Leveraging DPA and AI for Maximum Benefit
DPA and AI are not competitors but allies with complementary purposes. DPA can handle routine, structured processes, while AI excels in data analysis, decision-making, and ambiguity handling. Together, they form a powerful toolkit for government agencies. Ultimately, the best automation to apply depends on the specific business needs.
So, how can the Federal Government make the most of Deterministic Process Automation and Artificial Intelligence?
|Certain agencies have already adopted guidelines and principles for the use of AI for national security or defense purposes, such as the Department of Defense’s Ethical Principles for Artificial Intelligence (February 24, 2020) and the Office of the Director of National Intelligence’s Principles of Artificial Intelligence Ethics for the Intelligence Community (July 23, 2020) and its Artificial Intelligence Ethics Framework for the Intelligence Community (July 23, 2020). These guidelines and principles ensure that the use of AI in those contexts will benefit the American people and be worthy of their trust.

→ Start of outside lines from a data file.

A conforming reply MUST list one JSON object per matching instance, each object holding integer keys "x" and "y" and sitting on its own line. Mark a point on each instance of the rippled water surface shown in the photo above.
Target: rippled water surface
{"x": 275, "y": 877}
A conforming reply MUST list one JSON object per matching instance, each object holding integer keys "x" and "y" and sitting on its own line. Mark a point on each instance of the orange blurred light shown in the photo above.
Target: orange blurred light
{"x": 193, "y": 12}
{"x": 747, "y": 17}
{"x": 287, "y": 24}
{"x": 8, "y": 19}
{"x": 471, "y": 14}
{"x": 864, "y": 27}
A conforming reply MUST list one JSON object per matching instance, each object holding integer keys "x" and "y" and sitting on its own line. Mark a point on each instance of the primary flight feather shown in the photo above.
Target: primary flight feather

- Identify the Right Fit: Identify tasks suitable for automation. DPA can handle structured, rule-based tasks, while AI is ideal for data-driven, complex decision-making.

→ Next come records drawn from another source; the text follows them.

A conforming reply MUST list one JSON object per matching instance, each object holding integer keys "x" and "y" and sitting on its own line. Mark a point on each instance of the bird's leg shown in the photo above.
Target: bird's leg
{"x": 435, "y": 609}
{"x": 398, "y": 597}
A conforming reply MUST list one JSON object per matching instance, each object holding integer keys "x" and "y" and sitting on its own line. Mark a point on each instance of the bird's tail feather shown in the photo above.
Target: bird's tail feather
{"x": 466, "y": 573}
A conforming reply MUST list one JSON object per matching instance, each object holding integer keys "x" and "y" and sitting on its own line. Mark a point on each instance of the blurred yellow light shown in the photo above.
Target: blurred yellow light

- Data is Key: For AI to thrive, quality data is paramount. Invest in data collection, cleansing, and storage to fuel AI’s learning capabilities.
- Security and Ethics: Maintain stringent security measures and ethical guidelines when implementing AI, especially for sensitive government data.
- Training and Reskilling: Invest in training and reskilling the workforce to adapt to new technologies, ensuring a smooth transition.
- Collaboration: Foster collaboration between agencies, sharing insights and best practices to harness the full potential of DPA and AI.
The Federal Government has already been taking advantage of these advancements, including:
- The General Services Administration’s4 (GSA’s) 30 RPA bots frees the acquisition workforce from repetitive, administrative tasks like invoicing and de-obligations.
- The Department of Defense5 (DoD) uses AI bots to automate the process of reviewing contracts – reducing the time it takes to review contracts by 75%.
- The Department of Homeland Security6 (DHS) has been using AI to screen travelers at airports – improving the efficiency of the screening process and reducing the risk of terrorism since 2021.
- The Internal Revenue Service7 (IRS) uses AI to identify fraudulent tax returns by helping identify patterns and trends and analyzing algorithms and compliance threats.
Facing funding limitations, policy considerations growing in complexity, and workforce recruitment and retention challenges, the Federal Government can leverage these advancements for profound impact. These technologies allow humans to exponentially improve their productivity and expand their capacities to tackle more complex and thoughtful mission needs – scaling our limited workforce to achieve more. Understanding the differences is not just a matter of semantics; it’s a strategic imperative that can lead agencies into an era of greater efficiency and better fiscal stewardship and improve the digital dexterity of our people. The future of government may be guided through a machine’s hands, but it’s up to humans to ensure it’s done right.